Case Study

Arrest Trends, Policy Reform, and Racial Disparities

A comparative analysis of long-term arrest patterns and reform-era shifts across major U.S. cities.

Context: Conducted as an independent policy and data analysis project examining how policing reforms intersect with race, seasonality, and enforcement patterns in New York City, Washington, D.C., and Los Angeles.

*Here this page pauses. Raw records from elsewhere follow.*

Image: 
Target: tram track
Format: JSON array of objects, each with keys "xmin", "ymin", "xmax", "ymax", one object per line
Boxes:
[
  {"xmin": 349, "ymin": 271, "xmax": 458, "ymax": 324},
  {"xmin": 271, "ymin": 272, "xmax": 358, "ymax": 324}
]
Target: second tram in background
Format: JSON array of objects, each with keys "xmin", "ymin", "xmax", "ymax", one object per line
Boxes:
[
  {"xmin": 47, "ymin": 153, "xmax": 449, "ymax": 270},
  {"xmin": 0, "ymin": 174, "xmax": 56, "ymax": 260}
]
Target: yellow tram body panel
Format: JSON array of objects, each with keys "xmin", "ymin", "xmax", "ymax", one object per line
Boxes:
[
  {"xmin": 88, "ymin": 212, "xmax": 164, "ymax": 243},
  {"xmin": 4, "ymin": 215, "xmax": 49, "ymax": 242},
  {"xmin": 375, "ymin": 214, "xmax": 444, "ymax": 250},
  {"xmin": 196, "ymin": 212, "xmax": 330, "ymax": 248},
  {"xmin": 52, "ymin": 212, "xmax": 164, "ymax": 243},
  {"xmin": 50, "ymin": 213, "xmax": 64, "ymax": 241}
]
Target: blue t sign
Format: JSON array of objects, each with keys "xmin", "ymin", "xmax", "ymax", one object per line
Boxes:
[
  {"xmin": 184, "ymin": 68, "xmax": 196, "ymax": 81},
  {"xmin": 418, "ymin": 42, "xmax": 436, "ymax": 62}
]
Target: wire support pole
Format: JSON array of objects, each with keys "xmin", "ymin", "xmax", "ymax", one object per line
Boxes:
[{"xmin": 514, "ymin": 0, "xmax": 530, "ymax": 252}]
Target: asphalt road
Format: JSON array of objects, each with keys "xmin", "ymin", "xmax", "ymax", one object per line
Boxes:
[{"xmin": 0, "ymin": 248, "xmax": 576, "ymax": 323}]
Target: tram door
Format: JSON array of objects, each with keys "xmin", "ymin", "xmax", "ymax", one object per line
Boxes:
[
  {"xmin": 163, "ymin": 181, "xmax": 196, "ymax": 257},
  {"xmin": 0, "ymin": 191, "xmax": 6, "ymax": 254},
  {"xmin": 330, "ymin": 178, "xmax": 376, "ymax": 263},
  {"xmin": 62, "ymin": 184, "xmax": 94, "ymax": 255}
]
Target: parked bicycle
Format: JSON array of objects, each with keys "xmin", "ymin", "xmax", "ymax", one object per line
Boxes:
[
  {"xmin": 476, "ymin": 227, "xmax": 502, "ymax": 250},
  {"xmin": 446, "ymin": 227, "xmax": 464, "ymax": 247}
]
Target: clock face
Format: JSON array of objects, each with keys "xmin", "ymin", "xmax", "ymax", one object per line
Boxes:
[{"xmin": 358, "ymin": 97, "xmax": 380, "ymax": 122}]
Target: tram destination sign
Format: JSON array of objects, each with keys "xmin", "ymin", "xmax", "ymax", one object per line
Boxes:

Data analysis Policy Racial equity Time-series

Problem

Public debates about policing reforms often rely on isolated incidents or short time windows. This project asked: How do arrest trends actually change over time, and who is most affected? Without long-term, comparative analysis, policymakers risk misattributing causes or overlooking persistent inequities.

Your role

  • Led the project end-to-end: data cleaning, exploratory analysis, modeling, visualization, and policy writing.
  • Designed a reproducible workflow to compare trends across cities and reform periods.

Tools

Python (pandas) Google Colab Time-series analysis Difference-in-differences Data visualization GitHub

Process

  1. Data preparation: standardized offense categories, dates, and city labels; audited missingness and outliers.
  2. Trend analysis: computed monthly totals, rolling averages, and seasonal patterns over time.
  3. Policy mapping: aligned arrest trends to major reform milestones and enforcement changes.
  4. Modeling: applied difference-in-differences–style comparisons to test reform-associated shifts.
  5. Storytelling: translated statistical results into a clear narrative with charts and stated limitations.

Outcomes

  • Analyzed 25 years of monthly arrest data (2000–2024) across 3 major U.S. cities.
  • Processed 100,000+ arrest records to surface long-term and seasonal enforcement patterns.
  • Identified recurring summer arrest spikes and reform-era inflection points with unequal racial impacts.
  • Produced a reproducible analysis notebook and policy paper suitable for academic and practitioner audiences.

What I’d do next

  • Extend the analysis to post-2024 data and additional metropolitan areas.
  • Incorporate neighborhood-level indicators to better capture localized enforcement disparities.
  • Translate findings into an interactive dashboard for policymakers and journalists.